ENDURING LIGHT

ENDURING LIGHT

[This is a tryptic made up of three printed black and white photographs framed size A1]

“Who would believe that so small a space could contain the image of all the universe? O, mighty process! What talent can avail to penetrate a nature such as these? What tongue will it be that can unfold so great a wonder? Verily, none! This is that guides the human discourse to the considering of divine things. Here the figures, here the colours, here all the images of every part of the universe are contracted to a point. O what a point is so marvellous!”
Leonardo Da Vinci

Light is a sensory form that we all rely on: it has an energy whose presence provides us with the sense of sight. The partial obstruction of light casts a silhouette illustrating where light cannot reach, otherwise known as a shadow. Opacity, transparency and translucency are characterised through the cast of a shadow. It has been historically documented that from the initial appreciation of light obstruction, there was a development toward the understanding of optics. This in turn led to the development of light sensitive material, and therefore the photographic camera.

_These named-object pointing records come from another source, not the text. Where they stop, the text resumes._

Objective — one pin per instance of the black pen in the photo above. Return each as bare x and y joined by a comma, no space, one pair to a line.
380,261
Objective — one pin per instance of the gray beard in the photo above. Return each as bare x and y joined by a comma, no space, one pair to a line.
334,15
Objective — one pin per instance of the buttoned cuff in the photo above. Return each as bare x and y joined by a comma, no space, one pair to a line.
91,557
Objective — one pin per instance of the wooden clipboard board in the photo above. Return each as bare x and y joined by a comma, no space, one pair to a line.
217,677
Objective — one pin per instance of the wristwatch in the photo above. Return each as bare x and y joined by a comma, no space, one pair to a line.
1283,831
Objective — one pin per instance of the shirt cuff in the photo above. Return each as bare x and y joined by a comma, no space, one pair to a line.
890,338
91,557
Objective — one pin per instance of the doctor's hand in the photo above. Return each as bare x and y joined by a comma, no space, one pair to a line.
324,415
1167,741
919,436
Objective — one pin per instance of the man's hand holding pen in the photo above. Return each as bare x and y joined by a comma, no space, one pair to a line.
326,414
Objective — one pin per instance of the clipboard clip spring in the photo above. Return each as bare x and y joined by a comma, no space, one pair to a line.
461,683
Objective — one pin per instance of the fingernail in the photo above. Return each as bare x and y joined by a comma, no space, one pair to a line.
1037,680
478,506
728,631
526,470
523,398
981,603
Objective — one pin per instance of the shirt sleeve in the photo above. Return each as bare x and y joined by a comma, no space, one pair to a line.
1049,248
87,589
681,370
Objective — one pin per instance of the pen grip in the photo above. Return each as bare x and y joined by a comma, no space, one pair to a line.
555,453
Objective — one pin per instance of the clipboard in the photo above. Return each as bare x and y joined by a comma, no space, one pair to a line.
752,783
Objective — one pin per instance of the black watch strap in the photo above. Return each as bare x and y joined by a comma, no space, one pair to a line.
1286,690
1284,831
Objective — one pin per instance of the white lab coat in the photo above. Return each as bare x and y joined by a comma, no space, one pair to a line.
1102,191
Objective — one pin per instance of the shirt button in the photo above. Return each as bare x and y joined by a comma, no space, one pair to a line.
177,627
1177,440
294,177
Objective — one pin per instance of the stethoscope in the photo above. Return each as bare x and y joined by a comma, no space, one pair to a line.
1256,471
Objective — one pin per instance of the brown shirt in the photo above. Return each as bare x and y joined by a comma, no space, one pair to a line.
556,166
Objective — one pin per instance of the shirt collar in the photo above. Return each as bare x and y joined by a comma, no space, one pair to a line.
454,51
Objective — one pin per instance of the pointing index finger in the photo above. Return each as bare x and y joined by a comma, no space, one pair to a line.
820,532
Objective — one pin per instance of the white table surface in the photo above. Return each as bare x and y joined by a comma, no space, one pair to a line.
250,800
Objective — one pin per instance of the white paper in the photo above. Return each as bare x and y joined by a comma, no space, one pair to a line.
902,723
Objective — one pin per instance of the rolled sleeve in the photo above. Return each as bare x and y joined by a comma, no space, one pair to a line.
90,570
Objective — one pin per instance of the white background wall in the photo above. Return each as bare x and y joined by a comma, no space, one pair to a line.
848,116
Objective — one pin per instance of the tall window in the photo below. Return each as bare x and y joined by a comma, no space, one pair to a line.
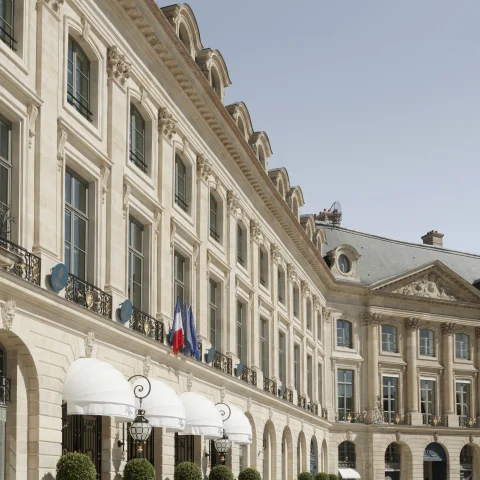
135,263
213,218
389,338
296,367
345,393
390,394
463,398
264,347
241,348
344,334
5,161
427,345
178,278
427,399
462,347
78,79
180,184
137,138
282,358
76,225
214,310
6,22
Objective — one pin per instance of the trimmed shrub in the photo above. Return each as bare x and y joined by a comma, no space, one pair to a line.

It is only when these behavioural patterns are interrupted, that we question our surroundings. It personally came to me when I discovered the happenstance of a projection that mimicked the result of a camera obscura. While the wind sucked the blind into the window, the light hit a specific angle causing it to bend, with the result that the buildings opposite were delicately illuminated across the wall. The refraction was blurry and moving, but it occurred completely naturally, and completely by accident.

It was with this intimation of changing object into light, to be arrested ephemerally balanced on a surface, that I posed the question – Is the importance of light in photography being forgotten?